Regardless of whether or not the sun can claim to be a perfect black body radiator, elements on the surface of the sun, and our atmosphere are always busy altering what we see. Water vapor, pollution, latitude affecting thickness of the atmospheric layer, season of the year, refractive index influenced by time of day, reflection from water and other surfaces remove any doubt that varying influences are at work.

Starting with illustrations demonstrating some of what is responsible for these absorption bands, in the final illustrations wavelength densities (color components) at varying temperatures are shown in their relation to idealized black body lines.






interesting charts, thanks for posting them
so, if I look at the one above, it seems 5000k is pretty evenly balanced between red and blue
6000k has more blue than red, and 4000k has more red than blue

in LEDs, it seems the 6000k options are generally Low CRI, while the 4-5000k come in High CRI… (such as in the AAA Lumintop Copper Tool and Worm, and AAA L11c w N219b)

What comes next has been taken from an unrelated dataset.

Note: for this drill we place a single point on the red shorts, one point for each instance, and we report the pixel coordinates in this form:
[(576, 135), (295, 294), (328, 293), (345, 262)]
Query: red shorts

the tradeoff for CCT going lower, is brightness goes lower. The above lights max out at about 90 lumens on my meter (not talking specs, I did actual tests), with NoPWM. (but the L11c is not regulated)

can we list some other lights with NoPWM that offer 4-6000k of High CRI, using more powerful cells (CR123 and 18650) capable of 200+ lumen brightness, flat regulated for no less than 1 hour runtime?:slight_smile:

CRI has nothing to do with color temperature

You can order Cree LEDs at 6500K or 7000K with CRI90 or a Nichia 5700K at CRI 92

here one 6500K with CRI 90

Anyone knows what kind of tint does my Fenix E11 Gen 1 have? (https://www.amazon.com/Fenix-E11-Compact-Lumen-Flashlight/dp/B005GW8UC2) 4000k, 4500k, 5000k or 5500k?

Edit: Taken on iPhone 6s with default settings.

Maybe your camera setting would help. I will guess 5000K

Hmm, I wonder…

Adjust the camera’s (ostensibly accurate) WB (in K) ’til the resulting beam is the best balance of R=G=B. Wonder if that would line up with the nominal CT of the LED itself.